Twenty-first century politics are a mockery of the rigorous and committed process that is required if our society and our communities are going to have a chance of surviving the challenges that dominate the agenda today. I happen to believe in politics and in the innate ability of men and women to work together in political organisations in order to create a secure and sustainable environment within which their life chances can be enhanced. To achieve that we need a far better quality of politics than we get from the two major parties today.
Spin, image and focus groups have dulled the public appetite for involvement in the political process - even at the most basic level of voting - and the electorate sees politicians as cynical chancers who will embrace any tactic that will give them a chance of power. Over the past twelve years new Labour has abandoned any semblance of an ideological anchor in progressive politics.
There was a time, before Blair, when, even if one did not agree with its proffered solutions, Labour could be trusted to have an instinctive response which would differentiate it from the Conservative right. Helping the poor, empathising with the developing world, being gentle with refugees, defending civil rights, building houses to let and espousing comprehensive education, could all be expected to be part and parcel of Labour's agenda. But today all this has gone and the pragmatic dissection of its honourable past means that nothing is too illiberal or too harsh for Labour.
I discovered my personal Liberal millstone very early on. Once identified, we happy band of instinctive Liberals have no choice: it's a lifetime of commitment and struggle. I joined the party way back in 1958 and after very few years it was a case of finding jobs that would keep me in politics. Over the thirty years to the merger I reckon to have done just about every task within the "backroom" and in the "frontline", and to have written on just about every subject. It's all on my website. Faced with those who lacked confidence in the potential of their Liberal beliefs, the task was to provide them with the material with which to triumph in debate and on the hustings.
Within the party Leeds was somewhat unusual. In the main Leeds Liberals were dislodging entrenched Labour hacks. Not left wing ideologues but essentially social democrats. Having spent fifteen years getting a Liberal elected in place of a social democrat in West Leeds it seemed rather perverse then to join them!
But then was then and twenty years on it is vital to examine the abject state of politics and to determine how best one can today analyse the rampant illiberalism that is destroying the linkages on which our communities depend, and to decide how best to reverse the trend and to persuade the electors to adopt the Liberal solutions that alone can transform society.

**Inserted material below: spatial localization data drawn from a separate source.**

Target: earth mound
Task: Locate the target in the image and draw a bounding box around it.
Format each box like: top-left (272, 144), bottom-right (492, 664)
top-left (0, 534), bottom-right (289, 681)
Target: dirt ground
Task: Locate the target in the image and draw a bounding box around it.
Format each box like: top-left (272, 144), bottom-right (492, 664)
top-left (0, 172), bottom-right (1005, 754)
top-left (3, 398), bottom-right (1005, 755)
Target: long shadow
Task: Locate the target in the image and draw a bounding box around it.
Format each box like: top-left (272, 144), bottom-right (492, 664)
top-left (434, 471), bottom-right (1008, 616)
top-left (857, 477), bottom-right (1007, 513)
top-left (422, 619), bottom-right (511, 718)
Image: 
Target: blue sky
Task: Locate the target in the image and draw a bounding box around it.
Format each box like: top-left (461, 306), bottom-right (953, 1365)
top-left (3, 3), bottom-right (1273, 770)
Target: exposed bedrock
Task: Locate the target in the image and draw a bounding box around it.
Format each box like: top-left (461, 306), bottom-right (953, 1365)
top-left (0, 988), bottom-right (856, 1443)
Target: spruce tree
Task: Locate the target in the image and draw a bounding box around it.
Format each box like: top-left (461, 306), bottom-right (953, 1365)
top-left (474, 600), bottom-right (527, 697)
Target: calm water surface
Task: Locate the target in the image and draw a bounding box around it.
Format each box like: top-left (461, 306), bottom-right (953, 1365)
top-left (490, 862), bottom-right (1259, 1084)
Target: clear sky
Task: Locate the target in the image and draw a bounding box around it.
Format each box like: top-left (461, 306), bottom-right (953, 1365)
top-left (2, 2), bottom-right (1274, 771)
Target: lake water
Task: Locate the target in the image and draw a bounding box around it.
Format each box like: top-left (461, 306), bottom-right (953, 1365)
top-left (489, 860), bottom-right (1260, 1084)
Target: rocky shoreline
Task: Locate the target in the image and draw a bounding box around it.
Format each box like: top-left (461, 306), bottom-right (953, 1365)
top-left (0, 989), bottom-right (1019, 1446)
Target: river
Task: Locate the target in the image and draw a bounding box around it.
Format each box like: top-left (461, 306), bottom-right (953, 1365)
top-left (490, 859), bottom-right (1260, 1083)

I have spent most of the past seventeen years in international politics assisting new and emerging democracies. It his high time I got stuck into domestic politics again! In my judgement the ecological imperative is almost universally accepted, even though there are very different views amongst the parties as to how survival can be won. Three massive current issues remain: [1] the consequences of the US and UK invasion and occupation of Iraq which continues to make life horrendous for the Iraqi people. [2] The government's determination to use identity cards as the main means to create a massive database on every citizen which is a huge threat to our privacy and to our essential civil liberties. [3] The bright vision of a united Europe is under serious threat from xenophobes and conservatives of Right and Left who believe that somehow the British Isles can be floated off into the Atlantic in contradiction and defiance of their geographic location and their European heritage.
Realistically, to play any role in influencing these issues one has now to be in the mainstream of politics. I have therefore joined the Liberal Democrats.